莲雾噗噗
26-03-06 15:04 微博认证:游戏同人文作者 游戏博主 超话粉丝大咖(光与夜之恋陆沉超话)

时常有一种“人文社科已死”的悲凉感。

我有个算是很喜欢文学的男学生。偶尔他会在朋友圈写一点句子,我大概知道这也许是他从互联网上摘下来的。
我第一反应是觉得他很“矫情”,更直接一点来说,我觉得他在用trendy文案来装忧郁。
也是同一时候我意识自己很恶心。
社会对人的输入和影响是在不知不觉中完成的,直到个人的界限消失,彻底没入大海,而不再是一滴水的形状。

在这个学生的年纪,或者要比他早很多,我很早就人文社科的魅力,
可是似乎从小周围所有人都有意无意去觉得理科更高贵。

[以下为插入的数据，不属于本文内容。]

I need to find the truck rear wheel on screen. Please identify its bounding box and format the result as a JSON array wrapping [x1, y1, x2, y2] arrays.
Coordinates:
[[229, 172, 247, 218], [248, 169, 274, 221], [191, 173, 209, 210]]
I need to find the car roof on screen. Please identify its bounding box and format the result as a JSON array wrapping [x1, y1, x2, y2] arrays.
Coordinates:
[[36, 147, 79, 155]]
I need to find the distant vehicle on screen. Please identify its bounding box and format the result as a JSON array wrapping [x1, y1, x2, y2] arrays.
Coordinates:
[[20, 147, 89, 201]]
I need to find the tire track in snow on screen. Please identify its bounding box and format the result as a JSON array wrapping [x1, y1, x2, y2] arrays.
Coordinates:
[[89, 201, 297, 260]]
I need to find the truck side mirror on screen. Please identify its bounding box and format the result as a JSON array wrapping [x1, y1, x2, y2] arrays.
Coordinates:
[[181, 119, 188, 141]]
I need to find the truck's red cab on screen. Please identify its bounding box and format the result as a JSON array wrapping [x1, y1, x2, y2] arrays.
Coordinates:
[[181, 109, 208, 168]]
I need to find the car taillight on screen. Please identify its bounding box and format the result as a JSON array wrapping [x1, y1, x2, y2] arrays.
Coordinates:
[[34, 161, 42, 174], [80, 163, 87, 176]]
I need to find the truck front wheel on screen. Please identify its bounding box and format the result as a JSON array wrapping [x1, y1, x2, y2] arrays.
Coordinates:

读书的时候家长会特别坚持让我去学理科,最终妥协还是因为我特别特别偏科,学理科会完全没有大学上。
我初中的语文老师其实是个特别有文采的人,我到现在还是很敬爱他。我那个时候写的作文经常被他夸赞。
我写的是我想做作家,他告诉我,我很有可能没有办法靠写作吃饭喔。
一个文采斐然、一个在中年还能坚持热爱自己所授学科的人,必然是受过许多这样的挫折才会对我说出这样的话。
这就是我之前提到的,“社会对人的影响是在不知不觉中完成的”
就好像走入一种武汉初春的雨天里,雨丝像喷雾一样扑在你的面颊。你以为这甚至算不上一场雨,因为你不用带伞,头发也没有湿成一缕一缕,软趴趴地粘在鬓角。可是你摸摸自己的脸,不知不觉已经湿掉了。

还没有到爱师的年纪,却已经在心里说出了和他一样的话。
我不会跟所有人聊起我的爱好,因为这并不是我与人相处的加分项,反而会被认为是文艺病。
因为对比“我的爱好是天文或无力或者健身运动”“我喜欢写文章/喜欢看书”听起来就更矫情,容易瞎想甚至油腻。
人文社科长期被放在一个“要先自证价值”的位置上,它的成果很难用那套最主流的评估语言去展示。

前几天同事嘲笑我,如果按照我的性格,最适合和我结婚的是Chatgpt。
我一下子没有办法反驳他。因为我到现在还是非常非常需要交流
我喜欢看很多的女性博主,我喜欢看她们从女性视角去解读文学作品或者评价自己的生活。我喜欢结合自己的个人经历,然后和GPT一起讨论。
因为我和家人或者朋友聊天的时候,我完全没有办法说出自己真正的看法,因为我知道很多时候我完全站在她们的对立面。而我根本不想被改变,试图改变我又会引起争吵。

那么这样说起来,我少女时期的文艺病并没有痊愈,它像我后背的伤口,当我独自一人,脱掉包裹我身体的衣服,手指触碰到后背的皮肤时,才会感受到那道温热的,凸起的瘢痕
它让我感到丑陋,同时也让我感到安心。
而一旦脱掉衣服,我就会完全赤裸,站在许多或好或坏评价里。
我一直能在文字里找到一种通感,我认为这种文艺病是我曾经会长出的翅膀。它即将破土而出时,我的后背会蠢蠢欲动瘙痒。因为它是我生命的大部分生命力。不只一味老师曾经浇灌它,当我觉得我能运用它会得到奖励。
而当它不知不觉被削掉一点又一点时候,我还是会感到它时不时让我焦灼和痒。,好像后背又要重新覆盖一层湿答答的,像草芽一样的绒羽。

人文社科也许会越来越没有立锥之地。
市面上的Ai都又被叫做large language model(LLM),而在OAI近段时间的决策中,我们能看出,它被处理得更像完成编码和科研的工具,而不是语言本身。
GPT5.1thinking无法像4O一样引经据典和我交流了,更像复述➕展开我的话。
我不知道是否有一天我完全失去“交流”这件事,我和我并不乐观。
但我知道似乎文字从来没有放弃过我,它从一种外界认可变成了一种隐藏在脊椎和皮肉中间的力量。